Associate professor Elena Gallo asked Modak whether a stringent vaccine mandate is the most efficient way to ensure the highest percentage of students and staff are vaccinated for the fall. Like Schlissel, Gallo suggested incentivization programs might be an alternative option.
“There was an article in The New York Times that said a more gentle approach that goes for incentives, rather than mandates, actually yields a better result,” Gallo said. “There are some (rights) that are constitutionally protected, such as religious exceptions. At the end of the day, there’s still a way out if someone is really truly against this vaccination. I’m not entirely convinced that this kind of approach (a hard mandate) is to be preferred to one where you incentivize people.”
Modrak said the University had attempted to use an incentivization approach to COVID-19 testing in the fall but without mandating testing there were an unacceptable number of positive cases. Weekly testing approximately quadrupled from Fall semester to the Winter semester, when student testing became required for campus building access. Modrakhe also pointed to several existing state K-12 vaccine mandates for other diseases — such as those for Polio and Meningococcal Conjugate — as proof that vaccine requirements are feasible.
SACUA Vice Chair Caitlin Finlayson said she is concerned about the possibility of the state cutting all funding to the University if the U-M administration were to enforce a campus-wide vaccination policy. H.B. 4400, introduced by House Republicans in April as part of their state budget recommendations for fiscal year 2022, would prevent public universities from receiving any state funding if they try to require proof of vaccination for enrollment or in-person instruction.

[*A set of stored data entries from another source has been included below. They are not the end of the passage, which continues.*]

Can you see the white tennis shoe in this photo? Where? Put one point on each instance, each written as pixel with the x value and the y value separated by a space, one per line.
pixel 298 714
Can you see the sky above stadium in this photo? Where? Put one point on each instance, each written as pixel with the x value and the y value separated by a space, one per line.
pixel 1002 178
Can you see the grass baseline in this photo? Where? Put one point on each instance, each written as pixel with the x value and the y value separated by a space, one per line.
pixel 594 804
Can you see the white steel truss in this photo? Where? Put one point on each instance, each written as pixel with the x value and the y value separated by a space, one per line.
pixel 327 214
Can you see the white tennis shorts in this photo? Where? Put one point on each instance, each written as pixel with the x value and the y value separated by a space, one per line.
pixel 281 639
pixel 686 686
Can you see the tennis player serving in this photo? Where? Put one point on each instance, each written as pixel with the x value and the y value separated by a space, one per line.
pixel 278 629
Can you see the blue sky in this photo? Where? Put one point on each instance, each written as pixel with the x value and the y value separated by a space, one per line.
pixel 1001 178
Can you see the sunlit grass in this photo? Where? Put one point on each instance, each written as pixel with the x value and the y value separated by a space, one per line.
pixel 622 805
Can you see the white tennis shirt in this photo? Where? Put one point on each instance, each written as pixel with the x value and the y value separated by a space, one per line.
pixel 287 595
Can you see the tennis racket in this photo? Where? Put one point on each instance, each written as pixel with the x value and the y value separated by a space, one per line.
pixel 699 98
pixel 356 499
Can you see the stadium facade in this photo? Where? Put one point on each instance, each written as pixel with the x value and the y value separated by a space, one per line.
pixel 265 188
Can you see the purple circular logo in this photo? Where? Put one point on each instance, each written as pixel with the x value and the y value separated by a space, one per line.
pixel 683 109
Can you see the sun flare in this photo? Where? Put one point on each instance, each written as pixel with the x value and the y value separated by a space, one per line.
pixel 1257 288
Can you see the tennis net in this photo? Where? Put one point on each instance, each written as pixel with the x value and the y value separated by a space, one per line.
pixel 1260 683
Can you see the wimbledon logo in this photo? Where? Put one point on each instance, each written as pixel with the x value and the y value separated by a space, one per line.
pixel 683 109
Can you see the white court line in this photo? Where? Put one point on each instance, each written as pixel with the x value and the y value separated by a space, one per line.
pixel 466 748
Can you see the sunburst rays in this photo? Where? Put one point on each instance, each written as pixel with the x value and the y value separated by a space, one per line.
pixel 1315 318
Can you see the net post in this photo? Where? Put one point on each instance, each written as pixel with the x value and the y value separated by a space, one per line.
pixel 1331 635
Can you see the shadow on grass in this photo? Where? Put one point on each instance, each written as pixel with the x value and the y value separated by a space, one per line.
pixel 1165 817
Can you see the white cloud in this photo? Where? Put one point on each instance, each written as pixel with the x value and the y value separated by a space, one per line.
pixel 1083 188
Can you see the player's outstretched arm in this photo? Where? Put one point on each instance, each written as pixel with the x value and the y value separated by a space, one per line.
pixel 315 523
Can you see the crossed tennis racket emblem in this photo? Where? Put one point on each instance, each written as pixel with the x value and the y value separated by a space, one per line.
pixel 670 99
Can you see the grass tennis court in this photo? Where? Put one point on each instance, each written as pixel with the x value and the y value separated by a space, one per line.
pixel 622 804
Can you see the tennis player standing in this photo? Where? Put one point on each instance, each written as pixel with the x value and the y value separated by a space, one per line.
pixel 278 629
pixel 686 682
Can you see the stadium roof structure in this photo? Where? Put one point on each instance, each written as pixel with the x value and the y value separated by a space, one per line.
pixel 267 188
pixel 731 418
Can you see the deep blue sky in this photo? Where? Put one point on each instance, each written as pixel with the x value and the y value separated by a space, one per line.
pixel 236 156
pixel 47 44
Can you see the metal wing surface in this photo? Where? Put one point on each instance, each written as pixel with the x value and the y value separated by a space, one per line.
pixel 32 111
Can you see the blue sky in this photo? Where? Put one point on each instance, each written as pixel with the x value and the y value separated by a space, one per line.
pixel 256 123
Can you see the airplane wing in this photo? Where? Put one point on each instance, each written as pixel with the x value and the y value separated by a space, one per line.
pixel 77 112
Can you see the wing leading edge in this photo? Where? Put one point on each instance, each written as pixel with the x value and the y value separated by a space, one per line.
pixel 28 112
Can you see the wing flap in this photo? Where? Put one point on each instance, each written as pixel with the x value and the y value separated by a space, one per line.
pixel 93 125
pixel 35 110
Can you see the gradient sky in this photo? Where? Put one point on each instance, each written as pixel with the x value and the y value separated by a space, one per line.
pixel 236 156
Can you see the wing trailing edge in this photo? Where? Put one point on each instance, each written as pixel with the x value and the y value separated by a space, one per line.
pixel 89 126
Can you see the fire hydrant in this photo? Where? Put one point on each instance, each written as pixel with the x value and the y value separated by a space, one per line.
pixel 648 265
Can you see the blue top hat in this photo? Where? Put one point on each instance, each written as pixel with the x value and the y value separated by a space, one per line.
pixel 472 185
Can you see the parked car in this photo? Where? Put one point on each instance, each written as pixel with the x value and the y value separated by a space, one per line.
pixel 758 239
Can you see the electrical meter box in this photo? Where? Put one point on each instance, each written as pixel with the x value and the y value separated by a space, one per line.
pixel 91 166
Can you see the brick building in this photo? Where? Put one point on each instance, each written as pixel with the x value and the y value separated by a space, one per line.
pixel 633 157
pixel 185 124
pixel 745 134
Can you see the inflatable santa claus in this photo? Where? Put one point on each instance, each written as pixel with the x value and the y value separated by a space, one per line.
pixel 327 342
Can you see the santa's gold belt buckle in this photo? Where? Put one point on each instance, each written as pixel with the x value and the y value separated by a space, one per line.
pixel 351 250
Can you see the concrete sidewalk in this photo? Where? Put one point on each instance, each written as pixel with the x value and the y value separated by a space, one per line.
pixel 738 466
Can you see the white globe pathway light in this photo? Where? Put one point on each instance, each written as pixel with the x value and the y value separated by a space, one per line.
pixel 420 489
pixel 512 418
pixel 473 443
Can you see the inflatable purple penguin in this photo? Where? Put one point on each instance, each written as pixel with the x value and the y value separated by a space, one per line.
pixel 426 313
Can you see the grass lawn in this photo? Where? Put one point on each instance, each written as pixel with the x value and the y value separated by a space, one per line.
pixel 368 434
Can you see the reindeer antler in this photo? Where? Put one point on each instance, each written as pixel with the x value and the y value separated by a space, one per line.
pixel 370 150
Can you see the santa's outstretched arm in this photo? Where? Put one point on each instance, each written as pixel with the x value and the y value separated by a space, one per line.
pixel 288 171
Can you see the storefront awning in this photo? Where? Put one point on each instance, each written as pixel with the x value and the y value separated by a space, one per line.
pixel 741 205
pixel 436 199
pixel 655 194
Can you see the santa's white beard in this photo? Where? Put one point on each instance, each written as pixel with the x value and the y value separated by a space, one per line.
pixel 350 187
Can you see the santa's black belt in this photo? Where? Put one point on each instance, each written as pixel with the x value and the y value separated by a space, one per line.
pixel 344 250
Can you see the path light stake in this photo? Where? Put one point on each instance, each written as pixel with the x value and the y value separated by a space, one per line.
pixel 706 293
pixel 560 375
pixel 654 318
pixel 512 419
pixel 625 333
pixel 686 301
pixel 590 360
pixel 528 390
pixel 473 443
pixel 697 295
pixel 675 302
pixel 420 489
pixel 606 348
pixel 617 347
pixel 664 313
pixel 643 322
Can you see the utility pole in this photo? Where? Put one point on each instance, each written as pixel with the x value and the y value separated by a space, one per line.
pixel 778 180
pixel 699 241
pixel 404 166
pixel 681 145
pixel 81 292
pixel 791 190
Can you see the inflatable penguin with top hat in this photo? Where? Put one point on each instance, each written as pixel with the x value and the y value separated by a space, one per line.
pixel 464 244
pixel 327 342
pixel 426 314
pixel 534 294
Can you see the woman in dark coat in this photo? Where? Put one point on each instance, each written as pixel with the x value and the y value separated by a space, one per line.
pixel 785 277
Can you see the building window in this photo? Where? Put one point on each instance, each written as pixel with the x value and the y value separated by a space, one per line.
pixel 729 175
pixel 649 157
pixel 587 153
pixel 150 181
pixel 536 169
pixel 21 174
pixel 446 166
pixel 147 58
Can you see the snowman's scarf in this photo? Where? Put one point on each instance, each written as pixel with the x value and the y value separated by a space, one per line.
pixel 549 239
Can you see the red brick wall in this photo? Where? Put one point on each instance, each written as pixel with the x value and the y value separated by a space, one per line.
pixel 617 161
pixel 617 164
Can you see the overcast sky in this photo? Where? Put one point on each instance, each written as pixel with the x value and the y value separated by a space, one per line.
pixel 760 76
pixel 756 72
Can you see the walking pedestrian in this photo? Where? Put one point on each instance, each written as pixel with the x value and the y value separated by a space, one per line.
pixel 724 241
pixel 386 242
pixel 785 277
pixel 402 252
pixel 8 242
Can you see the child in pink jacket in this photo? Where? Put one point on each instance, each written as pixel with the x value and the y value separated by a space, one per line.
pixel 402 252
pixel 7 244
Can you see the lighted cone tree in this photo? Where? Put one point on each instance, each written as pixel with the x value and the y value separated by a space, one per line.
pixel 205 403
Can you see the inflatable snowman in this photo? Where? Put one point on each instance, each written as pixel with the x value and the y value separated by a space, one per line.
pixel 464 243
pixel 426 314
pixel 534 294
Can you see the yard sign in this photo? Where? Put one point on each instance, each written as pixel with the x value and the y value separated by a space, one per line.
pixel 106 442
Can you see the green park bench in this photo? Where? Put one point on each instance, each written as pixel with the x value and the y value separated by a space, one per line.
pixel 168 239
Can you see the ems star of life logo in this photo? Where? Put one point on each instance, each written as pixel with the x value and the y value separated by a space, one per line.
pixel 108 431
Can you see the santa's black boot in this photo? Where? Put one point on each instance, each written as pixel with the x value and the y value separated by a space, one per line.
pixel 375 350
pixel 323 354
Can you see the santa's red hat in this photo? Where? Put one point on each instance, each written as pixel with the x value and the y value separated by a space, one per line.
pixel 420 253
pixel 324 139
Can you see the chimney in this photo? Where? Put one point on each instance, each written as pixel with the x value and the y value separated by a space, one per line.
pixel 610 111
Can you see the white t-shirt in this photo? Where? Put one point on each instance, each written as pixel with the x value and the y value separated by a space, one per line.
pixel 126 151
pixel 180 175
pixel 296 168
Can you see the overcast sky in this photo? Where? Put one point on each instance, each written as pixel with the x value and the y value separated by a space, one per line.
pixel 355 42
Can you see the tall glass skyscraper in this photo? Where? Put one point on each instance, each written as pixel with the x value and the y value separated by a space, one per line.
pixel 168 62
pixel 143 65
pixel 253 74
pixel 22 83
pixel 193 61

If the bill passes, it could be deemed unconstitutional, Modrak said. She said she thinks it would go against the Michigan State Constitution if the state government attempted to withhold funding from the University because public universities are autonomous with their own governing boards. Still, Modrak said, if the state legislature was somehow able to push through legislation that took away all funding for institutions with vaccine mandates in place, the impact could be disastrous.
“The possibility that we lose funding for a period of time could have devastating effects across the three campuses, particularly for Flint and Dearborn,” Finlayson said. “It’s not that I disagree with (a vaccine policy) — I understand the sensitivities there and I’m trying to think of strategically how we use (this petition) to leverage what we want.”
As Monday’s meeting concluded, Modrak suggested that if SACUA and the Senate Assembly support the petition’s general message, they should write and issue their own statement in support of a stronger vaccine policy.
“I don’t know that this petition is what I would recommend that SACUA and the Senate Assembly move forward with,” Modrak said. “I mean, I think that if SACUA and the Senate Assembly are behind and supportive of (a) mandate, which it sounds like many of you are, there should be another statement that’s prepared and circulated.”